RKUHP merupakan Rancangan Kitab Undang-Undang Hukum Pidana yang nantinya jika disahkan akan menjadi Kitab Undang-undang Hukum Pidana (KUHP). KUHP merupakan peraturan perundang-undangan yang dijadikan sebagai dasar penetapan hukuman pidana di Indonesia.

RKUHP sudah melewati perjalanan panjang sejak tahun 2015. Rencananya RKUHP ini akan disahkan pada bulan Juli 2022, namun dikarenakan masih ada pasal-pasal yang menimbulkan perdebatan pengesahan RKUHP ini pun ditunda, hingga akhirnya disahkan pada bulan Desember 2022.

Pengesahan RKUHP yang dilaksanakan pada sidang paripurna, Selasa (06/12/22) menuai banyak kritikan karena memuat beberapa pasal yang kontroversial.
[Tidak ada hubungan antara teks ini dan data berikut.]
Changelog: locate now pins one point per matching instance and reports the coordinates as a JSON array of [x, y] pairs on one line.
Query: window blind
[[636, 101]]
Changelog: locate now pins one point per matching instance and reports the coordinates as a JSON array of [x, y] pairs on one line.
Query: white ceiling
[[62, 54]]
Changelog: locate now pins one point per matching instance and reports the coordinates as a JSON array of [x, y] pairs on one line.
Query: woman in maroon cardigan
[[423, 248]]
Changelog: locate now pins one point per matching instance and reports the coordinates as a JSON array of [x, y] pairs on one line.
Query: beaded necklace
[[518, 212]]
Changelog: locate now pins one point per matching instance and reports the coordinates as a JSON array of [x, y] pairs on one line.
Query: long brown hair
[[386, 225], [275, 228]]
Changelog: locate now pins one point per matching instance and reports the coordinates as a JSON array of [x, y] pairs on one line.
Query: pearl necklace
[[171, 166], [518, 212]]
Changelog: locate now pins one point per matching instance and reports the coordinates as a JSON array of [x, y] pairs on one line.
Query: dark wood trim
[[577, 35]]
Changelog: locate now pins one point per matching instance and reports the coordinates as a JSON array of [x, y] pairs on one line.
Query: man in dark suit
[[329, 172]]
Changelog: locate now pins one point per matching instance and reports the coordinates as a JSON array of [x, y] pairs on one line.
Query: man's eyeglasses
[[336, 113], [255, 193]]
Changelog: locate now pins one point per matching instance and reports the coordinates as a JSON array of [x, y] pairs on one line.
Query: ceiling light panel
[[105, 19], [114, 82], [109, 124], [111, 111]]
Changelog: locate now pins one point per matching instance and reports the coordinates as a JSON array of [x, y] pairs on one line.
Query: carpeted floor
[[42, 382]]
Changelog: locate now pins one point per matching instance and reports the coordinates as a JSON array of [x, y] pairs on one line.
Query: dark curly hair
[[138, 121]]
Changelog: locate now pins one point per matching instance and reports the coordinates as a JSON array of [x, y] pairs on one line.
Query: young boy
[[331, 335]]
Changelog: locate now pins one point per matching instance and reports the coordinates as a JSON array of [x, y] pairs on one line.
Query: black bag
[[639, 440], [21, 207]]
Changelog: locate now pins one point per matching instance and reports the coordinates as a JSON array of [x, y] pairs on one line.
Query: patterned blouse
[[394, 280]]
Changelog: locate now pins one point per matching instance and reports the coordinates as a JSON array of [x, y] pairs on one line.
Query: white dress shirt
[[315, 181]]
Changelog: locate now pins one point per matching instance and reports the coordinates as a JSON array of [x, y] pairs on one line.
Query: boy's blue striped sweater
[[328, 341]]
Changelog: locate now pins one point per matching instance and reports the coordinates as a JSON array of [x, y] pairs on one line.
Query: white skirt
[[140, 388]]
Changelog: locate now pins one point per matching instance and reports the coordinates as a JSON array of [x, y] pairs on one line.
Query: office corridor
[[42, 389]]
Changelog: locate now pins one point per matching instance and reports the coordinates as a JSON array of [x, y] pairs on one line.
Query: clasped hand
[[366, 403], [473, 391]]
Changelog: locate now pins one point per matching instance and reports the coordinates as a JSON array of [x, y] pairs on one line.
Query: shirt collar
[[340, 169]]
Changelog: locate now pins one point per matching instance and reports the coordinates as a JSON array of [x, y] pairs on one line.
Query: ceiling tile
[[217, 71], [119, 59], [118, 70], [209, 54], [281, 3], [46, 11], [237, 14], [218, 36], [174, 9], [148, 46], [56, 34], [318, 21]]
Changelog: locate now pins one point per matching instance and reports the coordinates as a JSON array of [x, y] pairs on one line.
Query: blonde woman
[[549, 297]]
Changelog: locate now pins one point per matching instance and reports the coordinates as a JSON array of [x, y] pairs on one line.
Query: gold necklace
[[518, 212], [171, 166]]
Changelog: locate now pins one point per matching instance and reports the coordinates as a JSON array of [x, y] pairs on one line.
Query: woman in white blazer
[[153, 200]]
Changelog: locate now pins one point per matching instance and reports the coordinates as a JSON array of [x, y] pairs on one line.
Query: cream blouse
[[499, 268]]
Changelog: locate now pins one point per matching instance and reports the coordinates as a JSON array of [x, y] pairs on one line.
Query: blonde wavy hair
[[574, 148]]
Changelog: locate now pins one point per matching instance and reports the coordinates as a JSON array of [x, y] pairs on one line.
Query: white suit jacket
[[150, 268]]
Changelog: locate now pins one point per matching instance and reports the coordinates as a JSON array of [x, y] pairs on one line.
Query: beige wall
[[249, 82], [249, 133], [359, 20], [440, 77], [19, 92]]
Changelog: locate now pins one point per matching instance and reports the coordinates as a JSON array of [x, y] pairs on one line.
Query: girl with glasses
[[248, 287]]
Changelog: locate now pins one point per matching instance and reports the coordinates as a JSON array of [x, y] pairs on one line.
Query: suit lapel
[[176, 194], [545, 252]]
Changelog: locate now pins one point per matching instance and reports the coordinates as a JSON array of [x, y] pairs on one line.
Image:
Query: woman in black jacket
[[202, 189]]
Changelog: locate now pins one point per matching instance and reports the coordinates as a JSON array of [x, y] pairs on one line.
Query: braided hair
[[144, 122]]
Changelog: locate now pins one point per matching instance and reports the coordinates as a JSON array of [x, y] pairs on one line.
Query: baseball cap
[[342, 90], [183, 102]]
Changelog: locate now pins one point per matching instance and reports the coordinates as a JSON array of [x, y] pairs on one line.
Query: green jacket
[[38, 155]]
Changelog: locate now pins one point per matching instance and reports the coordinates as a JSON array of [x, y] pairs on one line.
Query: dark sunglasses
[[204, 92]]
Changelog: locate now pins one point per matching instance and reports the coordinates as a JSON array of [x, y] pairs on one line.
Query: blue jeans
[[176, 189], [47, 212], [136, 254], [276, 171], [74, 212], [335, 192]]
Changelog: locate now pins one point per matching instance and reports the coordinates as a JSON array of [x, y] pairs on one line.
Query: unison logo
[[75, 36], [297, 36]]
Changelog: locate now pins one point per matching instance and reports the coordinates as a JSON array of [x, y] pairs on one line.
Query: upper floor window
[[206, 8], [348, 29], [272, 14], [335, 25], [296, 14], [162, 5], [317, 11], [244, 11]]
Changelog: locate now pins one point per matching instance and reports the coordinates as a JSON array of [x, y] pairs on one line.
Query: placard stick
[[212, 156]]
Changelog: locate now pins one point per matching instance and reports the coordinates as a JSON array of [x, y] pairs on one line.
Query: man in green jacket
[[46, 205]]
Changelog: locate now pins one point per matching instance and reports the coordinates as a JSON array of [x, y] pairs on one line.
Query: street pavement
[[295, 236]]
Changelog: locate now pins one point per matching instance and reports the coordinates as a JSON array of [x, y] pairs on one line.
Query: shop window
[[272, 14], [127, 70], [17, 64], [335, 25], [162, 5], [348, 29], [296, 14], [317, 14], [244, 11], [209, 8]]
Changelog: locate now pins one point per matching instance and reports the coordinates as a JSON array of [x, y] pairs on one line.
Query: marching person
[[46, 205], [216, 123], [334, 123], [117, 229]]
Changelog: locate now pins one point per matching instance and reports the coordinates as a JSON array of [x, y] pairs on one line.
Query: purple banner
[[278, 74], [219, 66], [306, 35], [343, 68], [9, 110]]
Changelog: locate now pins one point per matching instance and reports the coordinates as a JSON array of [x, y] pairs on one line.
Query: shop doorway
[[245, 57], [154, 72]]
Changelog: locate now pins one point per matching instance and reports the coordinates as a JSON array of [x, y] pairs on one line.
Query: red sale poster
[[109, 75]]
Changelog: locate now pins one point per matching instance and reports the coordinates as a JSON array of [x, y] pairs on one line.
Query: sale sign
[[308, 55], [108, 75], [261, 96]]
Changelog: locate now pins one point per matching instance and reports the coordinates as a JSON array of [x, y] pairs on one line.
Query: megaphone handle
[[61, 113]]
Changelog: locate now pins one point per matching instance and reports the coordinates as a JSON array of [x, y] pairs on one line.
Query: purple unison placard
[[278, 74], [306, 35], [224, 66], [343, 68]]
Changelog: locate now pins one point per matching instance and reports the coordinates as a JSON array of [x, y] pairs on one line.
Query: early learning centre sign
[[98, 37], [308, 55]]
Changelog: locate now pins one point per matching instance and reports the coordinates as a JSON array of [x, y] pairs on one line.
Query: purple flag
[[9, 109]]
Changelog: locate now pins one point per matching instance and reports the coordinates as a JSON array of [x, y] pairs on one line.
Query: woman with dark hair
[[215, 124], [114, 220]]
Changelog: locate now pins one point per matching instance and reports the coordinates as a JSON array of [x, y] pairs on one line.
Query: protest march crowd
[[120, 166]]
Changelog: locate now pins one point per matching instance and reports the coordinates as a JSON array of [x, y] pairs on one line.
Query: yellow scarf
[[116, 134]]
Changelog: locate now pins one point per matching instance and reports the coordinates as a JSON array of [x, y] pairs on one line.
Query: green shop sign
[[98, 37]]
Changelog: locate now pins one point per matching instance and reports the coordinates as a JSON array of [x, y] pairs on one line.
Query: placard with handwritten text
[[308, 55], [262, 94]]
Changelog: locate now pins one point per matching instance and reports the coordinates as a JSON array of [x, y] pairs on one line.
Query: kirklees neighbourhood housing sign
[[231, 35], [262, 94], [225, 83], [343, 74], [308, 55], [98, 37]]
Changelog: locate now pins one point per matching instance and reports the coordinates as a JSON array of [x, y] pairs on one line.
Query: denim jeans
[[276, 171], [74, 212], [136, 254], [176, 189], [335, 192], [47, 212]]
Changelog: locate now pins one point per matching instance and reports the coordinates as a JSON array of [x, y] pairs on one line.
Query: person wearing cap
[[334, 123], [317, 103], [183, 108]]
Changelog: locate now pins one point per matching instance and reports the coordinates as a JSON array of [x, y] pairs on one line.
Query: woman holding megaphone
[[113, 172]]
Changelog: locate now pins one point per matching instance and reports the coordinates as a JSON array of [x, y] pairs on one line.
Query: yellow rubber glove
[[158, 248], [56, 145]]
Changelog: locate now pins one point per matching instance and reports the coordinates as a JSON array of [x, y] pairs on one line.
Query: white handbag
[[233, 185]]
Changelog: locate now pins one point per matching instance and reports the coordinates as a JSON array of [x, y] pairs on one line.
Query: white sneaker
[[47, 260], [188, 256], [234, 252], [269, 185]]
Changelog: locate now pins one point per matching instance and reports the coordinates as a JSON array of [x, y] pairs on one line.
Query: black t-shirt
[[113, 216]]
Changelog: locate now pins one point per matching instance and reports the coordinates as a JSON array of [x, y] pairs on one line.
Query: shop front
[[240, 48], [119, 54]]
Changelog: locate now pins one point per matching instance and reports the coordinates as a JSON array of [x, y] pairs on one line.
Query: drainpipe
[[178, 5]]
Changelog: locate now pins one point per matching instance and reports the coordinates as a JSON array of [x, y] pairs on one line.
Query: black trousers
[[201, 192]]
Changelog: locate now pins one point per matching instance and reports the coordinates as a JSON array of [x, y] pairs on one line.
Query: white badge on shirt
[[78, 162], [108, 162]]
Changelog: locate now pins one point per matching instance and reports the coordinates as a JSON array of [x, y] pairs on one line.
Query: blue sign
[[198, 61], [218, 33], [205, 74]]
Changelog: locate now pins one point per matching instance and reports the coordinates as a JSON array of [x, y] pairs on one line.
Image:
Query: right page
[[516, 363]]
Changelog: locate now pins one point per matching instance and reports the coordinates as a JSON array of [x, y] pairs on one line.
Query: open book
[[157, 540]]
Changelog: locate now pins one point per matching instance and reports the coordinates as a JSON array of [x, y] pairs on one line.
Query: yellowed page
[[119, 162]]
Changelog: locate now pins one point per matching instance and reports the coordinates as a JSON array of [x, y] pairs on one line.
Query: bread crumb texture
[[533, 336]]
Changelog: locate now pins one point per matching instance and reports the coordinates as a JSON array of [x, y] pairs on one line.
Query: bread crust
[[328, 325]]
RKUHP disoroti publik karena adanya pasal 240 dan 241 yang berisi tentang penghinaan pemerintah dan lembaga negara.

Pasal 240 berisikan "Setiap orang yang di muka umum melakukan  penghinaan terhadap pemerintah yang sah yang berakibat terjadinya kerusuhan dalam masyarakat dipidana dengan pidana penjara paling lama 3 (tiga) tahun atau pidana denda paling banyak kategori IV."

Dikutip dari sumber Twitter @LBH_Jakarta mengatakan bahwa dalam draft 30 November 2022, penghinaan terhadap pemerintah dan lembaga negara dilebur menjadi satu pasal dan menjadi delik aduan secara terbatas, untuk penghinaan yang tidak mengakibatkan kerusuhan.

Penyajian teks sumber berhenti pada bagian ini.